Mundine told Guardian Australia he spoke to Turnbull on Wednesday, a day after publicly commenting that he thought it “quite bizarre” no one from the prime minister’s office had contacted him. He said he was not explicitly consulted about the terms of reference.
“At the end of the discussion he asked if I was on board, and I said: ‘well, you have already announced it and everyone knows my reticence about royal commissions’,” Mundine said.
Asked if the government ought to have consulted more broadly, he said: “I would have prefered perhaps a 24-hour think about it, but I understand the political imperative, the prime minister needs to seem to be on top of it.”
Mundine said he was wary that any recommendations from a royal commission would be “sat on a desk gathering dust,” like those from the 1989-91 royal commission into Aboriginal deaths in custody, most of which have not been implemented.
He said he was glad Turnbull had acted quickly in response to the “shocking” footage of Indigenous teenagers shown on Four Corners on Monday night, but said it was more important that police investigations and prosecutions of the prison guards proceeded quickly.
Prosecuting guards over the alleged abuse of the teenagers, most of which occurred between 2010 and 2014, may require a revision of the Territory’s Youth Justice Act, which states that prosecutions against guards must begin within six months of the offence being reported to the commissioner of corrections.
The Australian Human Rights Commission president, Gillian Triggs, broadly endorsed the commission’s terms of reference, telling Sky TV on Friday there was a “very interesting focus on the immediate problem” and reiterating her suggestion the inquiry could proceed in two phases to consider juvenile detention nationally.
“I don’t think I’ve ever seen such a wide reference to broad international human rights standards before, in particular of course the convention on the rights of the child, to which Australia is a party,” she said. “That’s a very encouraging expansion of the jurisdiction of a royal commission.”
Triggs praised the “unprecedented” speed with which the prime minister acted.
“But, of course, one of the down sides of speed is that you’re not going to be able to consult as widely as you like,” adding that Indigenous communities should be “brought into royal commission efforts” now, to get as much evidence and hear a wide range of views on detention.
The decision to appoint former NT supreme court chief justice Brian Ross Martin as commissioner also received widespread criticism from Indigenous organisations, who said he was too enmeshed in the Territory’s justice system to deliver independent findings.

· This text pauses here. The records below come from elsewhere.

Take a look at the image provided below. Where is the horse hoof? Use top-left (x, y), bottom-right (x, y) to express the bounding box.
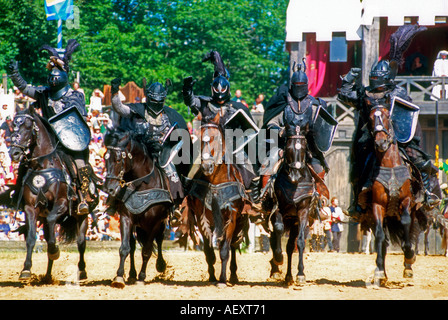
top-left (216, 282), bottom-right (228, 288)
top-left (296, 275), bottom-right (306, 284)
top-left (373, 270), bottom-right (387, 288)
top-left (128, 277), bottom-right (137, 285)
top-left (403, 269), bottom-right (413, 279)
top-left (270, 271), bottom-right (283, 281)
top-left (78, 270), bottom-right (87, 281)
top-left (156, 259), bottom-right (167, 273)
top-left (48, 249), bottom-right (60, 261)
top-left (111, 276), bottom-right (126, 288)
top-left (229, 275), bottom-right (239, 285)
top-left (19, 270), bottom-right (32, 281)
top-left (284, 276), bottom-right (294, 286)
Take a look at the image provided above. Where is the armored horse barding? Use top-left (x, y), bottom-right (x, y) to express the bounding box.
top-left (185, 112), bottom-right (249, 285)
top-left (9, 106), bottom-right (96, 282)
top-left (268, 121), bottom-right (329, 285)
top-left (104, 128), bottom-right (173, 288)
top-left (358, 102), bottom-right (427, 286)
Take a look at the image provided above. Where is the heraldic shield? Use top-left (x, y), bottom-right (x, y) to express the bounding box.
top-left (48, 106), bottom-right (91, 152)
top-left (390, 96), bottom-right (420, 144)
top-left (312, 105), bottom-right (338, 153)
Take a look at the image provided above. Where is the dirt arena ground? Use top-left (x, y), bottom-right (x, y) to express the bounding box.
top-left (0, 240), bottom-right (447, 302)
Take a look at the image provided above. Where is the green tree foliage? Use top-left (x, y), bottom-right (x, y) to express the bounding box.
top-left (1, 0), bottom-right (289, 120)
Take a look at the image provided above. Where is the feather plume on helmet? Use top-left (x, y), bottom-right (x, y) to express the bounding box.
top-left (39, 39), bottom-right (80, 73)
top-left (202, 50), bottom-right (230, 79)
top-left (388, 24), bottom-right (426, 79)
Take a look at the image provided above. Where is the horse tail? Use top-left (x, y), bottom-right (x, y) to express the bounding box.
top-left (58, 215), bottom-right (78, 243)
top-left (211, 196), bottom-right (224, 241)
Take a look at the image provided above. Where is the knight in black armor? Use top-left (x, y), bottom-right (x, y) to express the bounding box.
top-left (258, 59), bottom-right (335, 201)
top-left (337, 24), bottom-right (441, 219)
top-left (182, 50), bottom-right (259, 200)
top-left (7, 39), bottom-right (96, 215)
top-left (110, 77), bottom-right (192, 211)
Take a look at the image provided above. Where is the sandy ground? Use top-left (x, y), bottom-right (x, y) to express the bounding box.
top-left (0, 240), bottom-right (447, 302)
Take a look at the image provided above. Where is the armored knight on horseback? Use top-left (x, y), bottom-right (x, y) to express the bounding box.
top-left (257, 59), bottom-right (336, 206)
top-left (182, 50), bottom-right (259, 200)
top-left (7, 39), bottom-right (99, 215)
top-left (337, 24), bottom-right (441, 220)
top-left (109, 77), bottom-right (192, 212)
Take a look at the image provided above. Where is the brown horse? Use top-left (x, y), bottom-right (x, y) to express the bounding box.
top-left (9, 106), bottom-right (94, 282)
top-left (104, 128), bottom-right (173, 288)
top-left (185, 111), bottom-right (248, 285)
top-left (268, 122), bottom-right (327, 285)
top-left (359, 105), bottom-right (426, 286)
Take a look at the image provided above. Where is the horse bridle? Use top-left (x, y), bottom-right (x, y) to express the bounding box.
top-left (285, 132), bottom-right (307, 172)
top-left (200, 123), bottom-right (223, 164)
top-left (105, 140), bottom-right (134, 188)
top-left (371, 106), bottom-right (395, 149)
top-left (10, 114), bottom-right (39, 154)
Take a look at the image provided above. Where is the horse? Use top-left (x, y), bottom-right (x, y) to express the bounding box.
top-left (103, 128), bottom-right (173, 288)
top-left (268, 122), bottom-right (327, 285)
top-left (8, 106), bottom-right (95, 282)
top-left (184, 111), bottom-right (249, 285)
top-left (415, 206), bottom-right (448, 256)
top-left (358, 105), bottom-right (427, 286)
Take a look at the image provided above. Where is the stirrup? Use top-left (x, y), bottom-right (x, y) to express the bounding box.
top-left (77, 201), bottom-right (89, 215)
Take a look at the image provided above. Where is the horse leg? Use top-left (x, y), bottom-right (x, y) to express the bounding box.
top-left (372, 203), bottom-right (387, 287)
top-left (138, 228), bottom-right (154, 284)
top-left (424, 227), bottom-right (430, 256)
top-left (128, 232), bottom-right (137, 283)
top-left (229, 244), bottom-right (238, 284)
top-left (269, 210), bottom-right (284, 279)
top-left (296, 213), bottom-right (308, 284)
top-left (217, 237), bottom-right (231, 285)
top-left (19, 206), bottom-right (37, 281)
top-left (77, 215), bottom-right (88, 281)
top-left (155, 220), bottom-right (167, 273)
top-left (285, 226), bottom-right (298, 285)
top-left (203, 237), bottom-right (217, 282)
top-left (111, 215), bottom-right (132, 288)
top-left (401, 202), bottom-right (415, 278)
top-left (43, 211), bottom-right (62, 283)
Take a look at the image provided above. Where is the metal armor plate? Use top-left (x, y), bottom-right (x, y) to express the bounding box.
top-left (390, 96), bottom-right (420, 144)
top-left (48, 106), bottom-right (91, 152)
top-left (312, 105), bottom-right (338, 152)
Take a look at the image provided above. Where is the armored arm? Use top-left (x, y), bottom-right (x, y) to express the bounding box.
top-left (8, 60), bottom-right (40, 100)
top-left (337, 67), bottom-right (362, 109)
top-left (110, 78), bottom-right (131, 118)
top-left (182, 76), bottom-right (201, 115)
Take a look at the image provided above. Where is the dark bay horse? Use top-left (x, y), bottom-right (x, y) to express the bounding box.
top-left (268, 123), bottom-right (328, 285)
top-left (104, 128), bottom-right (173, 288)
top-left (185, 112), bottom-right (249, 285)
top-left (359, 105), bottom-right (426, 286)
top-left (9, 106), bottom-right (92, 282)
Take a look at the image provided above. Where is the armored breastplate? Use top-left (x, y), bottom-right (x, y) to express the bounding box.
top-left (48, 89), bottom-right (86, 118)
top-left (284, 95), bottom-right (314, 134)
top-left (134, 111), bottom-right (171, 145)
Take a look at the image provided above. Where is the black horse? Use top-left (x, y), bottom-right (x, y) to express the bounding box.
top-left (268, 123), bottom-right (329, 285)
top-left (9, 106), bottom-right (97, 282)
top-left (104, 128), bottom-right (173, 288)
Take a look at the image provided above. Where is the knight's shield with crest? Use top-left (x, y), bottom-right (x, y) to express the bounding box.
top-left (48, 106), bottom-right (91, 151)
top-left (390, 96), bottom-right (420, 144)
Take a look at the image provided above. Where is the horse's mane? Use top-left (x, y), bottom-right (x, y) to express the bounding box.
top-left (104, 126), bottom-right (150, 158)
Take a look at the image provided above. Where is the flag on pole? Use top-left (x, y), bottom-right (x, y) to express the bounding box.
top-left (45, 0), bottom-right (74, 21)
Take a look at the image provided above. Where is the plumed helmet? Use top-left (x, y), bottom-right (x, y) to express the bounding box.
top-left (368, 60), bottom-right (393, 91)
top-left (211, 75), bottom-right (230, 103)
top-left (289, 59), bottom-right (309, 100)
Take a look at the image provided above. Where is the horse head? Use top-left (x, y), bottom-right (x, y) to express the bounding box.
top-left (369, 106), bottom-right (395, 153)
top-left (9, 105), bottom-right (40, 163)
top-left (198, 112), bottom-right (224, 177)
top-left (283, 122), bottom-right (309, 184)
top-left (104, 128), bottom-right (136, 197)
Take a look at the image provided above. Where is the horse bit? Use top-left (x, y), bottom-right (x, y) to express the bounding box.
top-left (105, 143), bottom-right (134, 188)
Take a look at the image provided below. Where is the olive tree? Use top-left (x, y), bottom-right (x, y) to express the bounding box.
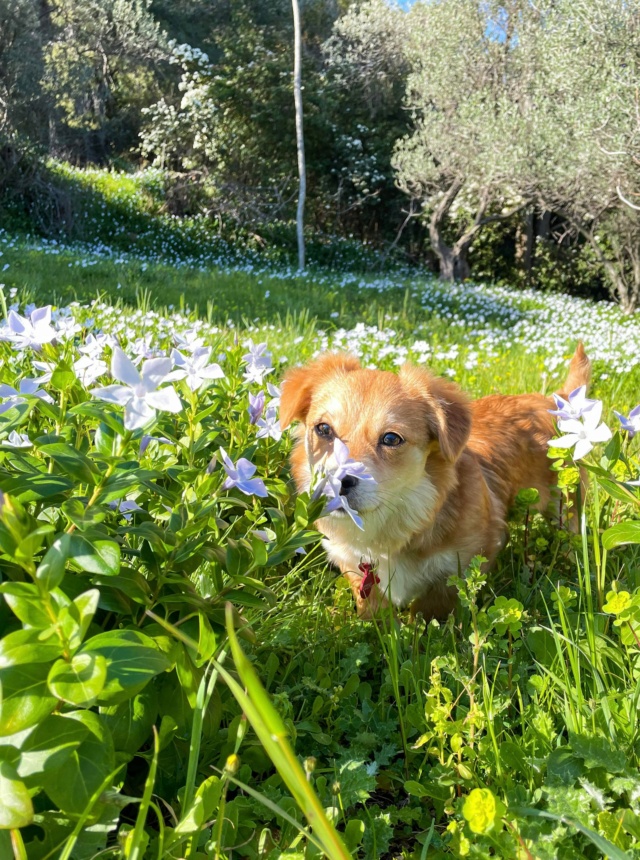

“Of all the eminent legal people you have in Australia, who could have done this inquiry independently … and we have given this commission some credibility,” Havnen said. “It beggars belief. A bit like inviting the Northern Territory government in the writing of the terms of reference – it is the fox in the henhouse.
Mundine said he had dealt with Martin before and he would “do fine”.
“The royal commission needs to be at arms’ length from the federal and the territory governments,” he said. “Knowing Brian Martin, I’m sure he is going to make sure that happens.”
Martin has already had to defend his independence, issuing a statement on Friday to say that while his daughter worked as a justice adviser to then attorney general Delia Lawrie between 2009 and 2011, he was “unable to discern any possibility” that she would be called as a witness.
“I disclosed this matter to the attorney general prior to my appointment as commissioner and we were both satisfied that it would not compromise the independence or appearance of independence of the royal commission,” Martin said.
Triggs said she was satisfied the royal commission would be independent, of the “highest legal calibre” and said she could not think of a “more creditable person” than Martin to head the inquiry.